The sklearn plugin replaces joblib's default backend so that Parallel(n_jobs=-1) — which GridSearchCV uses internally — distributes work across cloud instances:

with sky.Compute(
    provider=sky.AWS(),
    nodes=3,
    worker=sky.Worker(concurrency=4),
    plugins=[sky.plugins.sklearn()],
):
    grid_search = GridSearchCV(
        estimator=pipe,
        param_grid=param_grid,
        cv=5,
        scoring="accuracy",
        n_jobs=-1,
        verbose=3,
    )
    grid_search.fit(X_train, y_train)

Inside the pool block, every joblib Parallel call is intercepted and routed to the Skyward cluster. Each fit is serialized with cloudpickle, sent to a worker, executed, and the result returned. The worker parameter accepts a Worker dataclass that controls per-node execution — Worker(concurrency=4) means each node runs 4 fits simultaneously. With 3 nodes and concurrency=4, you get 12 parallel fits.

The sklearn plugin registers the custom joblib backend on enter and restores the default on exit.
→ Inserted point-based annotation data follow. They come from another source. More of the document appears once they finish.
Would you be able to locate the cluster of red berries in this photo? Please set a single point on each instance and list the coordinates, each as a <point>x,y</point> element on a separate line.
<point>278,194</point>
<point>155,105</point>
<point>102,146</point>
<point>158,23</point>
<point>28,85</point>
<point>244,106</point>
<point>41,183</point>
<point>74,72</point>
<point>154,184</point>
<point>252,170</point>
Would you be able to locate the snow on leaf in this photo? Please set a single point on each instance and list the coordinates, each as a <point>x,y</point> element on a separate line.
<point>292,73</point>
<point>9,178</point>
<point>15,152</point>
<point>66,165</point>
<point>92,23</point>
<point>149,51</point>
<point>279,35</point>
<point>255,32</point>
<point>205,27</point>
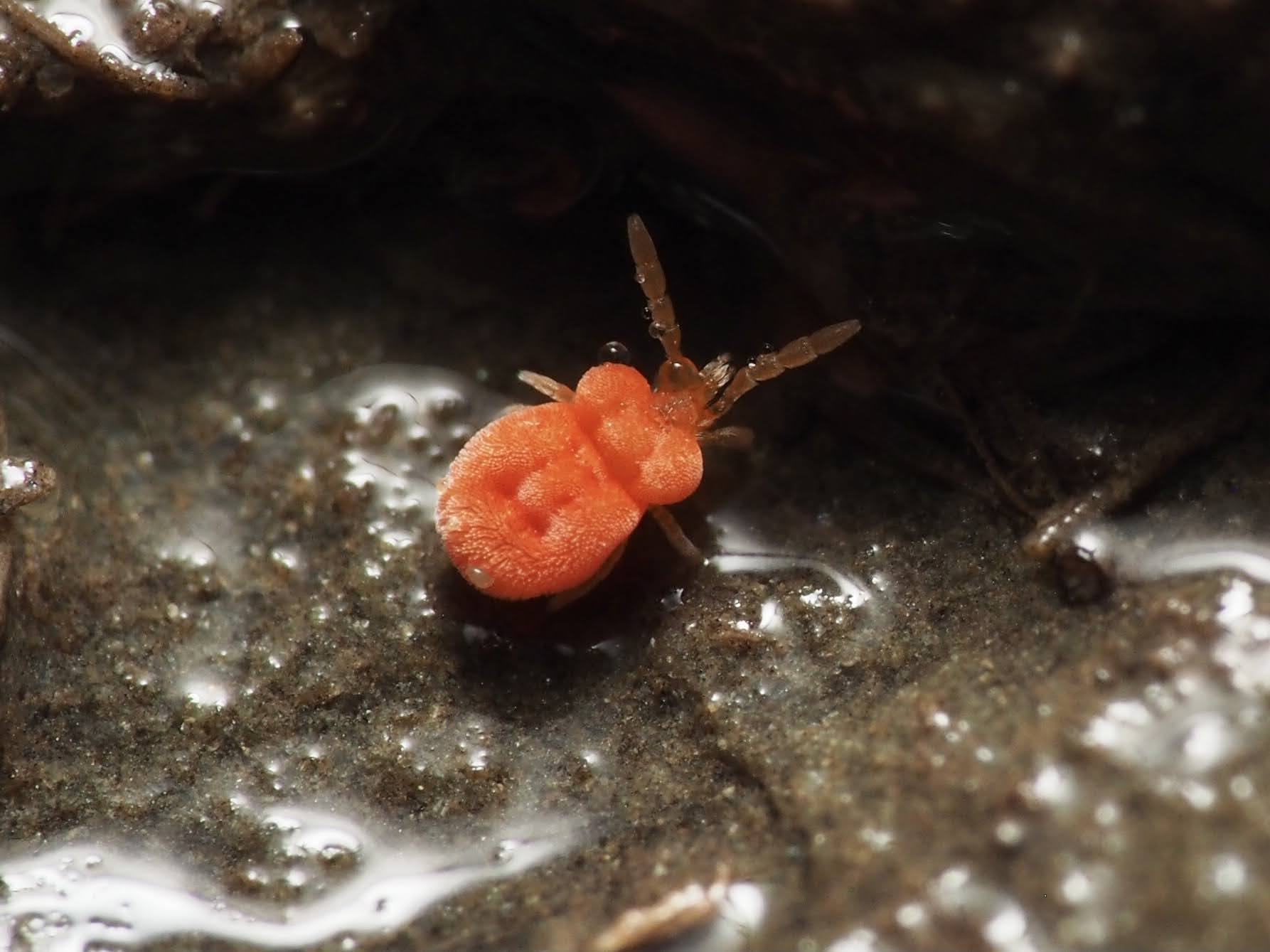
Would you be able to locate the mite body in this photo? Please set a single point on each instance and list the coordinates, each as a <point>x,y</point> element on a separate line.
<point>541,501</point>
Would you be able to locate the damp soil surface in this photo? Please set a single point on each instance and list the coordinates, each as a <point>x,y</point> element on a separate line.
<point>247,701</point>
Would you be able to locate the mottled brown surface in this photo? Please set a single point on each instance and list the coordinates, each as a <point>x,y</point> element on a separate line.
<point>230,609</point>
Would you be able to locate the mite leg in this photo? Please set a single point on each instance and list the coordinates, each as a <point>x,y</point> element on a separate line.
<point>728,437</point>
<point>770,366</point>
<point>559,601</point>
<point>675,533</point>
<point>652,278</point>
<point>546,386</point>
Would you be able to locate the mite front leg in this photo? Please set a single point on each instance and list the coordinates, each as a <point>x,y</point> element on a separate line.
<point>652,279</point>
<point>766,367</point>
<point>546,386</point>
<point>728,437</point>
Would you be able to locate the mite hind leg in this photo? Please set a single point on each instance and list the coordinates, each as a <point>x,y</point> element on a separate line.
<point>559,601</point>
<point>675,533</point>
<point>546,386</point>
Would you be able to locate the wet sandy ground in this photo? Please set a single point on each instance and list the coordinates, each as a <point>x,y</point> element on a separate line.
<point>248,703</point>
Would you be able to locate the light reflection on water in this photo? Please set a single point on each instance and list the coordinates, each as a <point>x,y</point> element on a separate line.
<point>80,897</point>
The scikit-learn API is completely unchanged — GridSearchCV, Pipeline, cross_val_score all work as documented.

Results

After the search completes, access results through the standard scikit-learn interface:

best_clf = grid_search.best_params_["clf"]
print(f"Best: {type(best_clf).__name__}, CV={grid_search.best_score_:.2%}")
print(f"Test: {grid_search.score(X_test, y_test):.2%}")

The grid search object behaves exactly as it would in a local run — best_params_, best_score_, cv_results_ are all populated. The only difference is that the 105 fits ran on a cluster instead of a single machine.

Run the full example

git clone https://github.com/gabfssilva/skyward.git
cd skyward
uv run python guides/09_scikit_grid_search.py

What you learned:

  • plugins=[sky.plugins.sklearn()] replaces joblib's backend with a distributed one — n_jobs=-1 uses all cloud workers.
  • Standard scikit-learn APIGridSearchCV, Pipeline, cross_val_score work unchanged.
  • worker=Worker(concurrency=N) controls parallelism per node — total parallel fits = nodes x concurrency.
  • Pipeline + param_grid — search over different estimators and their hyperparameters in one run.